Y Senmontu quedó entonces sola junto al estanque, esperando que todo terminase por fin. Pasaron unos segundos. De las aguas aún emergían pequeñas burbujas, pero pronto desaparecieron. El halcón, como si realmente fuese una bestia amaestrada, levantó el vuelo desde la rama de su higuera y se posó en el suelo, entre el estanque y la muchacha, alerta, como si temiese que el Udji fuese a regresar de nuevo desde el otro lado.
—Adiós, papá —susurró Senmontu a las aguas, y se puso de puntillas para besar a la oscuridad que había engullido a Dryton como si fuera la mejilla cálida y afectuosa del padre que nunca olvidaría.
—Gracias, pequeña —dijo una voz desde ninguna parte.

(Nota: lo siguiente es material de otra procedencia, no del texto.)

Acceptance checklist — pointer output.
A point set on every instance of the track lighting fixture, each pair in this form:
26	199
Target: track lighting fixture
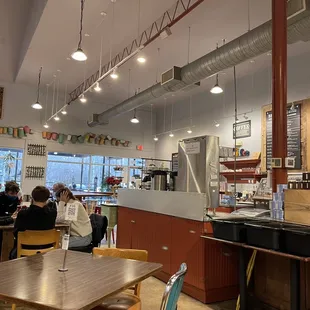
83	99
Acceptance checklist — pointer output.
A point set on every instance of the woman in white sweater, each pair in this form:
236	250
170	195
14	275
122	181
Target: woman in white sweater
81	230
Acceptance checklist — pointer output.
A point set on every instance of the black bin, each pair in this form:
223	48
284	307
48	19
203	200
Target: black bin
297	240
265	235
230	229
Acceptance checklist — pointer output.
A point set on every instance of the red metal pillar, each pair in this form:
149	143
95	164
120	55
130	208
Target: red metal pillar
279	89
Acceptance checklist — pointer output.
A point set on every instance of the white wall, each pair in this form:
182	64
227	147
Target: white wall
17	112
253	92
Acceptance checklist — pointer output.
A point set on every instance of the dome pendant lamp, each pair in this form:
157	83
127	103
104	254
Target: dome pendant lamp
79	54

Cuando en los jardines de la casa, junto al estanque, se escuchó aquel alarido inhumano que nacía de las entrañas podridas de Dryton tras su segunda muerte, no fue sólo el alarido del Udji el que reverberó en el aire. Un aullido de dolor de la niña Senmontu se deslizó en el aire a su lado, brotando desde sus entrañas, hasta que ambos gritos transformados en un solo... desaparecieron en la negra noche.